Looking here shows USB to Serial adapters starting around $7 shipped.
Again, look at my earlier post in this thread where I suggest that you can borrow the 5v from the serial device to which you are connecting. In fact,you might get lucky and find that the 5v pin on the DB9 is already hooked into the 5v suppy to the USB.
I kinda figure that these USB to serial devices have a chip in them that identifies them as a USB serial device, now if the device identies itself as a mass storage device, then the kernel will know what to do with it, will it know what to do with a USB/serial converter
Thanks, Fanoush! Thank you everyone. I'd left my PC hardware reference manuals in my car a few weeks ago, and it was stolen that night. The links to the various pinouts are really appreciated.
I've connected com lines to some kind of connector mounted on my n770 for additional usart but when I enable it via R&D flags I've got reboots from "hands" again and again.

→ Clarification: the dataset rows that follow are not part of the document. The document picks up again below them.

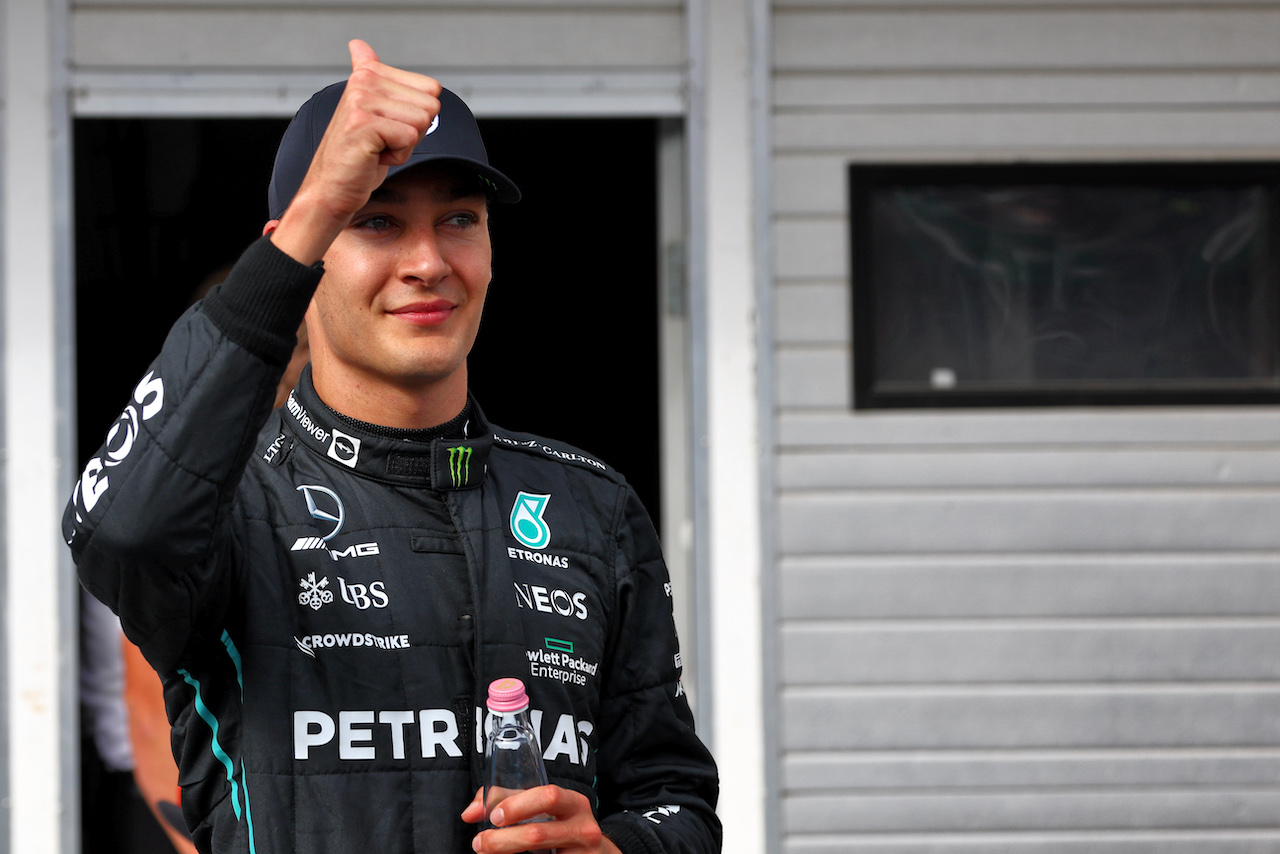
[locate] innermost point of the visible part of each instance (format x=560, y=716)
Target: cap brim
x=504, y=190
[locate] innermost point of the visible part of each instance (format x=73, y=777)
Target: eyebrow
x=389, y=196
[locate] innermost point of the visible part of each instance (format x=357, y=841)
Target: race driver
x=328, y=589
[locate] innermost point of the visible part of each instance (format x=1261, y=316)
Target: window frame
x=867, y=179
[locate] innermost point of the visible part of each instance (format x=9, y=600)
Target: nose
x=423, y=259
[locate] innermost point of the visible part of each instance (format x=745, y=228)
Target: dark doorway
x=568, y=346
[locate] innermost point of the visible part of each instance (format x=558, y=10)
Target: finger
x=475, y=809
x=361, y=54
x=542, y=800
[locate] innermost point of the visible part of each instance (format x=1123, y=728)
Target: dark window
x=1069, y=284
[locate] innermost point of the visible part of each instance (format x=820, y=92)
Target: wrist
x=306, y=231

Removing these bit's allow for normal boot.
I can't figure why it's keeps rebooting.
To test the interface i would suggest linking rx and tx together, opening the port ( i like pyserial for quick dev ) which will appear as a ttyS0 and send data out and it should echo back if you have everything set up correctly.
Looking here shows USB to Serial adapters starting around $7 shipped.

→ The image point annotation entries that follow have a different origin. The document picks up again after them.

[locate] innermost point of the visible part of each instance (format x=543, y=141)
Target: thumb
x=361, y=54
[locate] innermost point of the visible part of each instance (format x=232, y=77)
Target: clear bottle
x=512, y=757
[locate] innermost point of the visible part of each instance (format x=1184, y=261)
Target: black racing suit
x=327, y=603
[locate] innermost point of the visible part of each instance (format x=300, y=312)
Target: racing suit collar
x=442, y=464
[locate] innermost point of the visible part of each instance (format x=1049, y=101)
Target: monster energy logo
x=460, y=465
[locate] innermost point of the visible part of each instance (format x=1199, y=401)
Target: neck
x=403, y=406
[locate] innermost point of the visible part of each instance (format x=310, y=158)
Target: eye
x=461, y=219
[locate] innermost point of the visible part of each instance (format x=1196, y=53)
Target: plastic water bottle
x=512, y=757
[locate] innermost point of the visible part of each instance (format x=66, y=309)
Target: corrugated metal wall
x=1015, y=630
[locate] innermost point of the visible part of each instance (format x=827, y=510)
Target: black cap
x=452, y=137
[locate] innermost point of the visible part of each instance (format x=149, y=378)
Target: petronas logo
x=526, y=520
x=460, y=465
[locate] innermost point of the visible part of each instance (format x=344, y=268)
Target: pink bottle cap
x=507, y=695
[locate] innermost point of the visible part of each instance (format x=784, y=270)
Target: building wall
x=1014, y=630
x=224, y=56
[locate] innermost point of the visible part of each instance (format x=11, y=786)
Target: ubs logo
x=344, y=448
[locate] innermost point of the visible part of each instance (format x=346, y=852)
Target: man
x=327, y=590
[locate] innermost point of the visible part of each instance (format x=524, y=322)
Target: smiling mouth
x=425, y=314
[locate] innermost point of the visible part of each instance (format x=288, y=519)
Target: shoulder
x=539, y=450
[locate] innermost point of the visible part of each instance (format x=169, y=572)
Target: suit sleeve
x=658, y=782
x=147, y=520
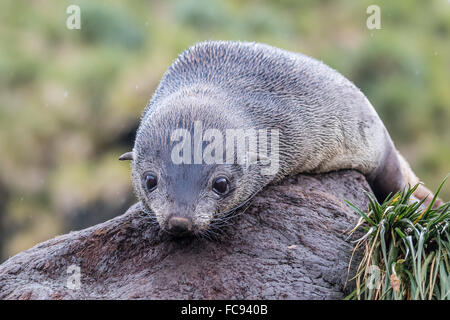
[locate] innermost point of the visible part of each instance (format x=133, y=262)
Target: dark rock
x=289, y=244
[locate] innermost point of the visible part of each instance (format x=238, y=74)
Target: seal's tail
x=410, y=178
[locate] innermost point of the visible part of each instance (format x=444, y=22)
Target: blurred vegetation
x=70, y=100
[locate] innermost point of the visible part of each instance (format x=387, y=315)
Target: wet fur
x=326, y=122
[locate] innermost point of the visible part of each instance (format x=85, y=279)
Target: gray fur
x=326, y=123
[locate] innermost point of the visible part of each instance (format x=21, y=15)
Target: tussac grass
x=406, y=249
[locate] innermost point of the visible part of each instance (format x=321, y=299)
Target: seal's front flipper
x=388, y=177
x=394, y=174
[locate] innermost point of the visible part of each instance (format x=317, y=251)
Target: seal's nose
x=180, y=225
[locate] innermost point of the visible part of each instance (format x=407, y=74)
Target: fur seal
x=322, y=120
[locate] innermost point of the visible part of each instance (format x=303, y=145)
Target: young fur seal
x=317, y=121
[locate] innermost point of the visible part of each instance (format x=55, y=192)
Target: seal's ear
x=126, y=156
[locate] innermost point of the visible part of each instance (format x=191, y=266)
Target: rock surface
x=289, y=244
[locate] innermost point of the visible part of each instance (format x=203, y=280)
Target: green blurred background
x=70, y=100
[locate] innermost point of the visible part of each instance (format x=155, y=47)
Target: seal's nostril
x=180, y=225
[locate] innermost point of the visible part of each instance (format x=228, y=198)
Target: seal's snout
x=180, y=225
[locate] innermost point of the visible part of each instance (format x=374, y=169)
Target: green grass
x=406, y=249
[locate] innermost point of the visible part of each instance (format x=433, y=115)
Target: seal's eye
x=221, y=185
x=150, y=182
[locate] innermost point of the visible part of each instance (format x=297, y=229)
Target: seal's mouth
x=179, y=226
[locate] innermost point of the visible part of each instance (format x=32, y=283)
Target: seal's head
x=179, y=167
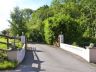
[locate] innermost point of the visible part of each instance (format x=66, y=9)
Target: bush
x=7, y=65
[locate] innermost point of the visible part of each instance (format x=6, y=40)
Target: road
x=51, y=59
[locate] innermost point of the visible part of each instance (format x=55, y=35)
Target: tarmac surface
x=46, y=58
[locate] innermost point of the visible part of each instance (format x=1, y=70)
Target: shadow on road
x=31, y=63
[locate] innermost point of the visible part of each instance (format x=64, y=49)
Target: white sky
x=6, y=6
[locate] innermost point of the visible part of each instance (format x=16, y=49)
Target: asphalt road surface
x=45, y=58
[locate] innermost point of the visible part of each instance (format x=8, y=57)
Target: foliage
x=75, y=18
x=6, y=64
x=4, y=46
x=18, y=20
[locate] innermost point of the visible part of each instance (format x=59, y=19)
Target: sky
x=6, y=6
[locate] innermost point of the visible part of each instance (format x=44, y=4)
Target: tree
x=18, y=20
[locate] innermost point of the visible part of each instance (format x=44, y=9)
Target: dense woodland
x=76, y=19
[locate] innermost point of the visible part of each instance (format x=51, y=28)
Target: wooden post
x=7, y=43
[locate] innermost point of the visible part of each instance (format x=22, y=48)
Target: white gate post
x=61, y=38
x=23, y=38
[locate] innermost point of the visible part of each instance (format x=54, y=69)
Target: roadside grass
x=6, y=64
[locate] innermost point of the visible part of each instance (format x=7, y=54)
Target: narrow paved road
x=51, y=59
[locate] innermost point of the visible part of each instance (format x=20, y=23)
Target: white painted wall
x=21, y=54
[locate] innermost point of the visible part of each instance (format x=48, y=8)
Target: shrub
x=7, y=65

Again, look at my earlier post in this thread where I suggest that you can borrow the 5v from the serial device to which you are connecting. In fact,you might get lucky and find that the 5v pin on the DB9 is already hooked into the 5v suppy to the USB.
I wonder if a USB to ethernet RJ45 would be more useful. I see them for ~$5. Anyone yet networked a N770 with one of these?
No, the reason I want the serial connection is because it is more useful. Why is a serial port more useful than a Ethernet connection to a sys.adm who is stuck with a nearly unbootable blade at 1am in a data centre?
There is a chap in Canada who sells known to work RJ45/USB connections for the n770. Cannot remember his web site. Perhaps someone knows?